Munich, Germany-based Fast Electronic GmbH, maker of videotape-editing equipment and software-protection devices, looks set to become the first German company to be listed on the US Nasdaq market. Disillusioned with Germany’s lack of support for high technology companies, the firm’s founder and chairman, Matthias Zahn, is looking to the US for venture capital funding, and has set up a holding company, Fast Multimedia Holding Inc, in Delaware. The company is in its ‘quiet period’ now, unable to comment on the flotation or the future under US regulations, but this suggests that the offering, possibly some 25% of the company’s shares, is coming down to the wire. Zahn founded First Electronic in 1985 to make hardware to prevent illegal copying of software. In 1989 the company ventured into multimedia, developing hardware and software to enable conversion of analogue video into digital signals that can be manipulated on a 80486 personal computer. The result was Video Machine, a low-cost desktop editing system aimed at corporate users, which at $3,200 is said to do the job of $30,000-worth of traditional studio editing equipment. Movie Machine is the Windows front-ended consumer product, priced at around $400, that can transfer camcorder videos on to the personal computer so that the user can do basic editing. Both the British Broadcasting Corp and France’s La Cinquieme television have bought Video Machines.

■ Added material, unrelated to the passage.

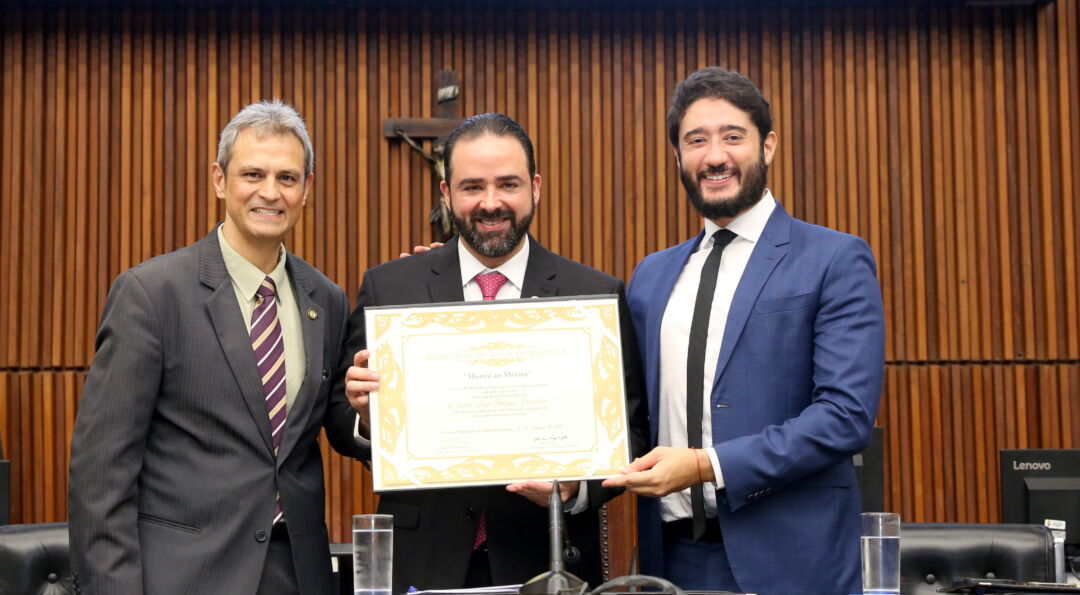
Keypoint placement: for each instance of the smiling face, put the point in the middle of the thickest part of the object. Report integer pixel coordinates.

In September 1994, in preparation for the US offering, the company dropped the name Fast Electronic, and split the multimedia division into a separate company, Fast Multimedia AG, and the software security arm became Fast Software Securities AG. Since the introduction of its multimedia products in 1990, Fast’s sales have more than quintupled, and 1995 forecasts for multimedia alone are around $70m, against 1994 combined sales of $50m.

Worry the German banks

But this growth seems to worry the German banks, which have been reluctant to fund the company right from the start, and slow to increase its line of credit to fund continued expansion. Zahn is heading for the US for two reasons. Firstly, he believes that Nasdaq is much more suited to companies like ours than the German exchanges, because it understands the needs of high technology businesses and is more prepared to look at future potential than past results. Secondly, the company needs to penetrate the US multimedia market, which Zahn said is 10 times bigger than Germany’s. As well as looking for capital to develop and grow the company’s US presence, Zahn has set up a US subsidiary, Fast Electronic US Inc in Redwood City, California and believes it is important for it to be close to the developments in Silicon Valley. It would seem that the company’s young, informal and somewhat chaotic style is more suited to California than the more formal, traditional Bavaria, and the jeans-clad Zahn intends to split his time between the two countries. Although he is looking to the US for future growth and venture funding, Zahn plans to maintain a large research and development operation in Germany because it is a good place to turn a prototype into a product. He explained that Germany’s schools produce talented engineers, and also there are few multimedia rivals to lure away good staff. Main candidates to underwrite the offer are Roberston, Stephens & Co, Hambrecht & Quist, and Alex Brown & Sons.